Our 6-day holiday begins with a flight to Bodø via Oslo, from where we transfer by ferry to Moskenes on the southern tip of the Lofoten islands. The scenery here is magnificent: dominated by mountains whose peaks form a jagged ridge across the skyline and which trap a string of tiny fishing villages tight against the shore. Our time exploring this spectacular region will be split between two nights at Moskenes on the southern tip of the Lofoten archipelago, and three nights on the island of Andøya, on the northern Vesterlån Islands.
Moskenes is a spectacular region that has been sculpted over the millennia by glaciers and other elemental forces, creating one of the wildest and most fascinating places in Norway. The area is characterised by sheer-faced mountains and some of the oldest rocks in Europe: approximately 3 billion years old. Here, rising to an altitude of 1,029 metres, Mount Hermannsdalstind dominates the western Lofotens and is one of the highest mountains in the archipelago. We will also embrace the rich cultural heritage of the Lofotens and during our time in the south of the islands we will observe the processing of the area’s most important export, ‘Stockfish’ (air-dried cod). Naturally, we will also be making frequent stops for birdwatching en route as we explore the region, including a visit to the wetlands at Leknes. During our stay in Moskenes, we may expect to see such species as Red and Black-throated Divers, Willow Ptarmigan, Rough-legged Buzzard, Merlin, Goosander, Golden Plover, Curlew, Ruff, Redpoll and Brambling.

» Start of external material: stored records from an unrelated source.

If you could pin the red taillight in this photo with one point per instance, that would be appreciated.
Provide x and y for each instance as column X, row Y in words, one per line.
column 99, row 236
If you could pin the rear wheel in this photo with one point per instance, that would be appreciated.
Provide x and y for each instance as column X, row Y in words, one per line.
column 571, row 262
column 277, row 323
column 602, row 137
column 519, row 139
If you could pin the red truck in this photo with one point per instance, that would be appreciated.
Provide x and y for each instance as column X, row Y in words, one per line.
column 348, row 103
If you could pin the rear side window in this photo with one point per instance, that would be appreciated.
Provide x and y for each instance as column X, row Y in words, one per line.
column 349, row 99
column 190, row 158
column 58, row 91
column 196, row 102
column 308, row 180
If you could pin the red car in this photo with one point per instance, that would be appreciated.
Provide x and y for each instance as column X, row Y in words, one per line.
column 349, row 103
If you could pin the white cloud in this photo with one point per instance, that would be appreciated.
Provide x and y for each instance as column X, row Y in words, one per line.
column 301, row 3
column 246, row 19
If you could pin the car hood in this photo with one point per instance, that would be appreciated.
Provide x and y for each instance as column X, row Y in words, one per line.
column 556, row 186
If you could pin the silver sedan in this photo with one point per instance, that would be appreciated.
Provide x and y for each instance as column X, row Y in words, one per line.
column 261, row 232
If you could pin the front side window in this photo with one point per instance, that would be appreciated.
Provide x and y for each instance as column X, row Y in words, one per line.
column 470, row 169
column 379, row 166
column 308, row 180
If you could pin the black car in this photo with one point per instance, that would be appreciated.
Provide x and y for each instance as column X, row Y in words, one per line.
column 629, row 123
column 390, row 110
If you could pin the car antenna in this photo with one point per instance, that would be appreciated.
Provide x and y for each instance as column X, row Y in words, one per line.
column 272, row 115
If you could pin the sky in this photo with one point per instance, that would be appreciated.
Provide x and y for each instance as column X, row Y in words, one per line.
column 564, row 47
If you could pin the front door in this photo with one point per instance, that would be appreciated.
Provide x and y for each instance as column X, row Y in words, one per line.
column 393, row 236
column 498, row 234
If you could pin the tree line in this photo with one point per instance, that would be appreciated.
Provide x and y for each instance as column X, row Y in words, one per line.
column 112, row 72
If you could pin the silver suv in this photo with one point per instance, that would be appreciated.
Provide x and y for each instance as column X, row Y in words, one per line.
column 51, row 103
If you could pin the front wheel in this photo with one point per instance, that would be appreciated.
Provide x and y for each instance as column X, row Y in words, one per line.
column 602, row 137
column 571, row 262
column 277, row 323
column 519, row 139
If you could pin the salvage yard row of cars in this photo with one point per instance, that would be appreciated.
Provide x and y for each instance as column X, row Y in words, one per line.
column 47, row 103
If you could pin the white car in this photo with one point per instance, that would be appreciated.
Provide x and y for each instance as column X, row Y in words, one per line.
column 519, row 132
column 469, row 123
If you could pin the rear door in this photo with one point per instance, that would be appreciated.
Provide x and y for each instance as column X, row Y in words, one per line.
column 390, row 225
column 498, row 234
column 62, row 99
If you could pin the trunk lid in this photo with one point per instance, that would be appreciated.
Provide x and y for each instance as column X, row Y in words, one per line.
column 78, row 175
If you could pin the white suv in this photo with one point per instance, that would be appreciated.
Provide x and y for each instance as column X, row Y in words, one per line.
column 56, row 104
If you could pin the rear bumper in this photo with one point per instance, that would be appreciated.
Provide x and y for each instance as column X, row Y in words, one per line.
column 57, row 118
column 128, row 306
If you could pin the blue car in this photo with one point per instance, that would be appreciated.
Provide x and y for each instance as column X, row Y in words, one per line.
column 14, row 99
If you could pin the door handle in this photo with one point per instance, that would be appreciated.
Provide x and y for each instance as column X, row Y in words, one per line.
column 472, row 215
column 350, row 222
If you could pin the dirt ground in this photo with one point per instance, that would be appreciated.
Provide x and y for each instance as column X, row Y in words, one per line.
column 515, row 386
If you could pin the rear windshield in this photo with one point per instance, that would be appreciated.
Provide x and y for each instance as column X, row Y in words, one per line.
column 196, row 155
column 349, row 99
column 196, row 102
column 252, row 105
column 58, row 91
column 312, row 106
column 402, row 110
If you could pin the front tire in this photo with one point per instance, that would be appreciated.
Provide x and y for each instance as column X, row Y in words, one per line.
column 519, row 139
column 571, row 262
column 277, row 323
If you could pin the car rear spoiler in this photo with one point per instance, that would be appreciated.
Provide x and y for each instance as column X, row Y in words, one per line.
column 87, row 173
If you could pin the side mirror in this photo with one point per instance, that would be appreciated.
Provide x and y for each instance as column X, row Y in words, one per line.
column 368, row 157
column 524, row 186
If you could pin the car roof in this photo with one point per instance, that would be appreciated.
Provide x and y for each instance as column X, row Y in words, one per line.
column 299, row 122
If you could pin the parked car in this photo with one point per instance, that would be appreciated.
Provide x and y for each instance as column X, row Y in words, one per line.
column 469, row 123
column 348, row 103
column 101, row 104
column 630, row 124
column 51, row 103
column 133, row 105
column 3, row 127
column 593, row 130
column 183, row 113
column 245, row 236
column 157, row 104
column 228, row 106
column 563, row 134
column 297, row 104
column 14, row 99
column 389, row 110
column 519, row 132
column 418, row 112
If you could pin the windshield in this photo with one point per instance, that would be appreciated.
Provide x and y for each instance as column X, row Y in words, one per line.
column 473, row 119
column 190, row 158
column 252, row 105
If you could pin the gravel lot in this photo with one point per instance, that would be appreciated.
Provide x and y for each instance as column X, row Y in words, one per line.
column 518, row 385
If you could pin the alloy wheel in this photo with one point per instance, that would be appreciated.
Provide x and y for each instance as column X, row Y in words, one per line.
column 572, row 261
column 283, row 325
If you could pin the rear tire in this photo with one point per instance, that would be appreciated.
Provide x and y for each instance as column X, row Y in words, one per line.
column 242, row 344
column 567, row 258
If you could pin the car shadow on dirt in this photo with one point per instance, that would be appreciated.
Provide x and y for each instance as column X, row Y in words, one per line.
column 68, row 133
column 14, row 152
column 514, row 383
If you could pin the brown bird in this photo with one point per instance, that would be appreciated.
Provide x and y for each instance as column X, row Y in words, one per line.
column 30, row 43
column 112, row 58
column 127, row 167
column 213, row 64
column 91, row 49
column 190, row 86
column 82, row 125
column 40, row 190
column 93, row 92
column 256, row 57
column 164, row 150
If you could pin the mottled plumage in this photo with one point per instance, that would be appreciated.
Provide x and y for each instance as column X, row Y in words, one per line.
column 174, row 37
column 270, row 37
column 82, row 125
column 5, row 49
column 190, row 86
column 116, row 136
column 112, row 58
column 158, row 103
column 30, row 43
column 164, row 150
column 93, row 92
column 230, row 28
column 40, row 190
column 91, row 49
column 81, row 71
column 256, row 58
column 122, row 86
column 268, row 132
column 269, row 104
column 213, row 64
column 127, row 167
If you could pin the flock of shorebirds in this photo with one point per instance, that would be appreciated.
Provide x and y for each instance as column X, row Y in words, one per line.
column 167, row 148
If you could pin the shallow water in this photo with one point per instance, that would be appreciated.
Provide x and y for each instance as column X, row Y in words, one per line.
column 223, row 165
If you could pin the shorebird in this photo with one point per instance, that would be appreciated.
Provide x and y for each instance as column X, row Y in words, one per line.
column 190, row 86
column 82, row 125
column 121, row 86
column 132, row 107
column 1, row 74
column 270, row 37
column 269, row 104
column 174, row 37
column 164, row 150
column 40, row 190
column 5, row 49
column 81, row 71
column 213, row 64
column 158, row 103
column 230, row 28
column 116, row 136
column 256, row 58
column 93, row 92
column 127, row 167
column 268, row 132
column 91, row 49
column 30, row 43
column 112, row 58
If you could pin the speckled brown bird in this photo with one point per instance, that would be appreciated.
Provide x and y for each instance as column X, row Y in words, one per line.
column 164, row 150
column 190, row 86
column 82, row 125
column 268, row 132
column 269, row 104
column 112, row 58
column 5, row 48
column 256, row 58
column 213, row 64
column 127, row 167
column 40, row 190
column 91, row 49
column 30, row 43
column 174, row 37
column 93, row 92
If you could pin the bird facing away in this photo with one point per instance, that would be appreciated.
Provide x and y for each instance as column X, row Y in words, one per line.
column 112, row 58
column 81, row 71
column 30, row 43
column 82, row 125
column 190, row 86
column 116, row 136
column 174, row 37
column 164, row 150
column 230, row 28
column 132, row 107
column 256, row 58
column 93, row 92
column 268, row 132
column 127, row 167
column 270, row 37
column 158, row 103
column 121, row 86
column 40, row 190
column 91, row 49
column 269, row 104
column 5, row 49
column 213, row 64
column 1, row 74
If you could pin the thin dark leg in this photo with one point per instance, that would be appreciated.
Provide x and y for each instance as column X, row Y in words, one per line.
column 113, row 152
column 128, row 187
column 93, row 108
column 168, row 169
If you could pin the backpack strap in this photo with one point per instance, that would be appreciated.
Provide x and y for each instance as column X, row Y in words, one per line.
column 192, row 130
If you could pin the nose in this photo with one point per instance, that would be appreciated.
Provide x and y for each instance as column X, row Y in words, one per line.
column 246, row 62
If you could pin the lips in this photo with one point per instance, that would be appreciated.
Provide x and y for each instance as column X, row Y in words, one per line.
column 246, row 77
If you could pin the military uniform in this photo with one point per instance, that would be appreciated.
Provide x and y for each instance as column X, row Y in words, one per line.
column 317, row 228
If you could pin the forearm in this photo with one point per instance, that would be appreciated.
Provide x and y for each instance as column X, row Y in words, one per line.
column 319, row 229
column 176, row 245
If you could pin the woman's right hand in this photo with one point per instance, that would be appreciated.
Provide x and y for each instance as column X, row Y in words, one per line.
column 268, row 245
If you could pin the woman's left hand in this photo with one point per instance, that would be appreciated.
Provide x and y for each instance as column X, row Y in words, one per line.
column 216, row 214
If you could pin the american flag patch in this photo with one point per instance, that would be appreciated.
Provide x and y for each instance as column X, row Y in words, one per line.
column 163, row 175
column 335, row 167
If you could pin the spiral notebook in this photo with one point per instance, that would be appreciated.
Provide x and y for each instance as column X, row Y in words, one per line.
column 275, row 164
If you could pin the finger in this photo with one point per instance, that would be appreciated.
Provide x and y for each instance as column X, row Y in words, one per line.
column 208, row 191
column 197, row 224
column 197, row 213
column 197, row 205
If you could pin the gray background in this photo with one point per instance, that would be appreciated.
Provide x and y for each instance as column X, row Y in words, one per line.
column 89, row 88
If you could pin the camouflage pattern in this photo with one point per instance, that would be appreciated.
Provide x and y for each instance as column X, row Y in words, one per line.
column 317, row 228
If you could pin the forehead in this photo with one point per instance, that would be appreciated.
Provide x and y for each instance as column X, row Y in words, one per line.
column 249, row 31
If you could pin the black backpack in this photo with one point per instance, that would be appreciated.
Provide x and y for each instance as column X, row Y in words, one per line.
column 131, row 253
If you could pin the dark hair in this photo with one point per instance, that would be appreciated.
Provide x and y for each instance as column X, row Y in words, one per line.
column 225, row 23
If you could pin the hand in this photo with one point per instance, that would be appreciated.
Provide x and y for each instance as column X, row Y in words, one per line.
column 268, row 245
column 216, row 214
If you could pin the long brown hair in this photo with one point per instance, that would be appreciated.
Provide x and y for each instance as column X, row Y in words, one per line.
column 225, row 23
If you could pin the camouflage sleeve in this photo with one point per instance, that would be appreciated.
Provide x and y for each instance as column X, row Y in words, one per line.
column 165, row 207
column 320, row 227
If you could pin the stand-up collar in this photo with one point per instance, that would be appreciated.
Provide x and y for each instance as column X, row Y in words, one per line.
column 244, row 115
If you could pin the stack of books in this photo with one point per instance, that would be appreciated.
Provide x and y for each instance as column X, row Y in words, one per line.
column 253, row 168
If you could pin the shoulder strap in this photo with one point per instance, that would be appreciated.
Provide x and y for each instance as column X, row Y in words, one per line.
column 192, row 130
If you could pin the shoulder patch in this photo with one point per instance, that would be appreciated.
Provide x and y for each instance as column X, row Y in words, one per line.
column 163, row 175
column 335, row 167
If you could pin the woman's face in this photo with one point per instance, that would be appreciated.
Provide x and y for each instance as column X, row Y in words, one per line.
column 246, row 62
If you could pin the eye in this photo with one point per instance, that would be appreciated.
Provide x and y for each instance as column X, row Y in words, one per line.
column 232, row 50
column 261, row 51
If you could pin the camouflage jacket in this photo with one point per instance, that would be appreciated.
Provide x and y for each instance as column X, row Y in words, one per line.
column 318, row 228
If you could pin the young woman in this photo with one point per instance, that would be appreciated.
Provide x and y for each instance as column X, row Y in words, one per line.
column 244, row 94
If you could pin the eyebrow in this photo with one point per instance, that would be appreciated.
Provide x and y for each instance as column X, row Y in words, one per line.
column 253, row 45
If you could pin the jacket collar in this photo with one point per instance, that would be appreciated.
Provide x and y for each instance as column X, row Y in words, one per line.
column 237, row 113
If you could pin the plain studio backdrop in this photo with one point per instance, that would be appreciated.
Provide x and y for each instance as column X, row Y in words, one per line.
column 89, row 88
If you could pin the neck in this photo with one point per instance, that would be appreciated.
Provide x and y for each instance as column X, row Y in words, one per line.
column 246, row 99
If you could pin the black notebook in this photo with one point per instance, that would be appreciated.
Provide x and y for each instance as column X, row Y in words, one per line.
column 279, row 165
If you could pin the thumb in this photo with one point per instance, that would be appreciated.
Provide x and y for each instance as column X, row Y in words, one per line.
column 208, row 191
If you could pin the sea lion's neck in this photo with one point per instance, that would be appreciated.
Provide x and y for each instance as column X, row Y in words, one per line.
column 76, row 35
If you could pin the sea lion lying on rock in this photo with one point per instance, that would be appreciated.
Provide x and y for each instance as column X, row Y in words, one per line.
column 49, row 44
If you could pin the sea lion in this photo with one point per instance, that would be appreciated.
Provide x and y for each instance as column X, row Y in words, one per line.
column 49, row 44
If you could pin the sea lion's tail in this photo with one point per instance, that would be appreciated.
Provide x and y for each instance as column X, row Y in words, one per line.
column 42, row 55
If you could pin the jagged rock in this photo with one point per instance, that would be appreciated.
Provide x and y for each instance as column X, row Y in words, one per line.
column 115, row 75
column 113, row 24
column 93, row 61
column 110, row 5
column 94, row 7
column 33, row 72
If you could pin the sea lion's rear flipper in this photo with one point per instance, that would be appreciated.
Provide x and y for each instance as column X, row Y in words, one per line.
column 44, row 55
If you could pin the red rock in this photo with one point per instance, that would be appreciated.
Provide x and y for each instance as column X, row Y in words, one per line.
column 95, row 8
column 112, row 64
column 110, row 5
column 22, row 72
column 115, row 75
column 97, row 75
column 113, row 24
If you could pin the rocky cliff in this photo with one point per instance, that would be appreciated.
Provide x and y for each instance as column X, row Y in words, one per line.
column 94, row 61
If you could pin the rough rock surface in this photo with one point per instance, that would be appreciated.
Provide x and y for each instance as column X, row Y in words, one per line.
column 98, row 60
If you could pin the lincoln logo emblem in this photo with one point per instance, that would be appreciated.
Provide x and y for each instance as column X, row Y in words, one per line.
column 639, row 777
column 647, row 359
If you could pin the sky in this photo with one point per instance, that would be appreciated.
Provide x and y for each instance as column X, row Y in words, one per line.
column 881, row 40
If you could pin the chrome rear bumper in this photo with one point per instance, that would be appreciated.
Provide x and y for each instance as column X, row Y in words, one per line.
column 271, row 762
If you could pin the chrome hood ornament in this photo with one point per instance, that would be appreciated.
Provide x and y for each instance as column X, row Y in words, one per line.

Next we move north to Andøya, and on one day we will travel to the picturesque fishing village of Andenes for a day’s whale-watching, the undoubted highlight of the tour. On our way out to the whales’ feeding grounds we will visit seal and seabird colonies, where we will look for Fulmars, Kittiwakes, Common and Black Guillemots and Arctic Skuas, as well as lots of comical Puffins; we’ll also keep a look-out for the majestic White-tailed Eagles which are frequently seen here. By spending a whole morning out at sea we hope to optimise our chances of seeing several different species of cetacean. Although Sperm Whale, the largest of the toothed whales, is the most frequently observed species, we will also look out for Minke, Humpback and Long-finned Pilot Whales, as well as White-beaked Dolphins, and the distinctive tall dorsal fins that signal a patrolling pod of Orcas. While Andøya is not strictly part of the Lofotens, it is one of the most productive regions for birds, having a diverse avifauna representative of a wide range of habitats that includes mountains, moorlands, bogs, lakes and woodlands.
The magnificent scenery, wealth of bird and marine-life together with fresh Arctic air will surely combine into a unique and unforgettable experience, but the greatest experience of all is, perhaps, just being in the Lofoten Islands themselves. While nothing in nature is guaranteed, one thing is certain on this tour: enduring memories of awe-inspiring landscapes quite unlike any other in Europe!